The images - process
The prints shown on the website here are a mixture of screen prints and Gicklee prints. [The screen prints are hand printed by the traditional silk screen process, those prints are marked SP*.] The screen prints are very limited editions, pretty much ‘one-offs’. They are part of a short series but each may be quite different.
All of the images are created by using screen printing - type methods - simplifying and drawing attention to shapes and colours. There are usually less areas of continuous tone change and more solid colours.
Most of the prints began based on a photographic image, although very few are exact reproductions of what could be seen – I do change things to focus on whatever it is that I think is most interesting.

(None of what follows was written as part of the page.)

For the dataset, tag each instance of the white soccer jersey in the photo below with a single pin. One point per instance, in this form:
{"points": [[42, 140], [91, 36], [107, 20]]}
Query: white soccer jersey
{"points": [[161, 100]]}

I usually go on changing and improving the picture – so where I have repeat printed an image the copies are likely to be slightly different from one another – hopefully getting better.
The Gicklee prints are printed individually, using an art quality nine colour ink jet printer, with pigmented inks. Each print is part of a limited edition, printed on very heavy, textured art paper, A3 size, embossed with a copyright mark, signed, and numbered.
I usually go on changing and improving them – so these prints may also be slightly different from one another.
It seems to me that in capturing and recreating an image it’s sometimes possible to draw attention to a stunningly beautiful aspect that we may otherwise just pass by. Perhaps that image or view isn’t often appreciated as much as it could be. By focusing on a particular part or angle, or most critically by catching it in a particular light, it may be possible to see much more.
Perhaps its also about trying to hang on to, and preserve a few glorious minutes when the sun just lights up a scene. Sometimes I think I should just be standing taking it all in … but to try and preserve it is fun and often a challenge.
The paper is a watercolour-type, heavyweight(225 gms), acid- free, 100% cotton, textured art paper. Combined with the nine colour pigmented ink system this should give a very long print life. So they should not fade under glass, the makers claim archival life of at least 75 years, we’ve not been able to verify this … yet.
The images are copyright and subject to copyright law, but I’m happy to consider their use elsewhere by agreement. The copies here on the website are low quality and watermarked.
10% of any profit goes to charity: Oxfam, Amnesty and War on Want.